La fiscalité n’est pas neutre pour l’artificialisation des sols. L’essentiel des discussions actuelles, notamment en France, tend à y voir un levier d’action de premier rang dans la lutte contre l’insuffisance de logements en France. Par la conquête notamment d’espaces non construits en zones urbaines, les orientations à venir pourraient tout à fait servir l’objectif d’une moindre artificialisation des sols. Il est toutefois évident que toute réforme fiscale basée sur la modulation des taux et/ou la création de nouvelles taxes ne prendra sa pleine mesure qu’accompagnée d’une politique de régulation foncière convergente donc fermement adossée aux outils de planification. À ce titre, la question de l’échelle de collectivité à qui confier cette politique se pose. Parce que les enjeux et territoires dépassent bien souvent le cadre strict des communes, la montée en puissance des inter-communalités sur ce sujet mériterait d’être confortée. 

En dépit des impulsions politiques en faveur de la transition écologique (2013), rares sont les travaux qui ont été consacrés aux instruments financiers et fiscaux incitant à la densification, non pas tant en raison de la technicité de l’exercice que de l’absence de spécialistes de ces questions. L’essentiel de la question a été abordé dans le cadre du Comité français pour la fiscalité écologique (devenu Comité pour l’économie verte). D’autres suggestions qui mériteraient d’être explorées ont été formulées par ce Comité, à l’instar d’une taxation des bureaux vacants sur le modèle de la fiscalité des logements vacants, permettant d’inciter à les mettre sur le marché plutôt que d’en construire d’autres. Ou d’une taxation des friches industrielles et commerciales pour inciter au recyclage foncier. 

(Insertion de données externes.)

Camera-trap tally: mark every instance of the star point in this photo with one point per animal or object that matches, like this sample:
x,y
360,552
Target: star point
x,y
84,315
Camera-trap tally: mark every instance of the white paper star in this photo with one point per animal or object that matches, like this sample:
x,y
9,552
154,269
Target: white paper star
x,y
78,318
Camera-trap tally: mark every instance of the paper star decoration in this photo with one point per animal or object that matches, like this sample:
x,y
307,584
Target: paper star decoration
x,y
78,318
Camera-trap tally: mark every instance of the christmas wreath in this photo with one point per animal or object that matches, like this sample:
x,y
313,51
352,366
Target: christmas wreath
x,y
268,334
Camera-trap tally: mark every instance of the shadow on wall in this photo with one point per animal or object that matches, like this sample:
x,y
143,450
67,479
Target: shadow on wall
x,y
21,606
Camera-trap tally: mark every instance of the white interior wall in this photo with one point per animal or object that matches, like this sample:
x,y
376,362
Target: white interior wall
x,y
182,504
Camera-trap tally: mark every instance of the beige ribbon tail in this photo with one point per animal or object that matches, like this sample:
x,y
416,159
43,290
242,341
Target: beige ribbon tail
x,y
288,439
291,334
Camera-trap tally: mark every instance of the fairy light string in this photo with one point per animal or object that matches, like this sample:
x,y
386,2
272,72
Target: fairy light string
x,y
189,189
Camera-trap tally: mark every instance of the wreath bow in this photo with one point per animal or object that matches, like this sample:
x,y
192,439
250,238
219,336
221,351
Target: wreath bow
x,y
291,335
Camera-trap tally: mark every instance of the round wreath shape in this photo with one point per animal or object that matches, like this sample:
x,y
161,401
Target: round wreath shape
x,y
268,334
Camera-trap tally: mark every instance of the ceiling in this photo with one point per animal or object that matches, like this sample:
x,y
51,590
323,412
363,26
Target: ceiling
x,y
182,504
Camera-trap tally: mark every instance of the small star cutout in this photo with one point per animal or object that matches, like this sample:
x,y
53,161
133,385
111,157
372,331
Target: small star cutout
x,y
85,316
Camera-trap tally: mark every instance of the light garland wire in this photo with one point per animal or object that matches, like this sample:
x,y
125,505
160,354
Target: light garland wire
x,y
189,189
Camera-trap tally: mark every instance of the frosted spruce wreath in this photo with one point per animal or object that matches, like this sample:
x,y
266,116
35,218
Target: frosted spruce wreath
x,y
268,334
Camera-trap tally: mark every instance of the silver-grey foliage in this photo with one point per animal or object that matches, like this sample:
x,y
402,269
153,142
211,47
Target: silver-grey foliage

À quelques exceptions près, la fiscalité actuelle n’a pas été pensée en termes d’incitations à limiter la « consommation » des sols, mais en vue du financement des équipements ou d’autres politiques. Elle n’a donc, par nature, qu’un effet incitatif indirect sur la réduction de l’imperméabilisation, lorsqu’elle n’est pas neutre à cet égard ou n’a pas un effet négatif incitant à la consommation foncière. Si la fiscalité liée au foncier est envisageable pour limiter l’étalement urbain et l’artificialisation des sols, il convient de respecter quelques lignes directrices : 

• la « libération » du foncier en vue de favoriser la densification et éviter l’étalement urbain ne doit pas interdire de construire dans certains secteurs « adéquats » 

• le revenu de la fiscalité instituée afin de limiter l’utilisation des sols ne doit pas bénéficier à la personne publique qui l’institue, son objet étant la dissuasion et non la production de gains ; 

• le taux de fiscalité doit être incitatif 

• le principe constitutionnel de l’autonomie financière des collectivités territoriales (leurs ressources propres doivent constituer une part déterminante de l’ensemble de leurs ressources) doit être respecté.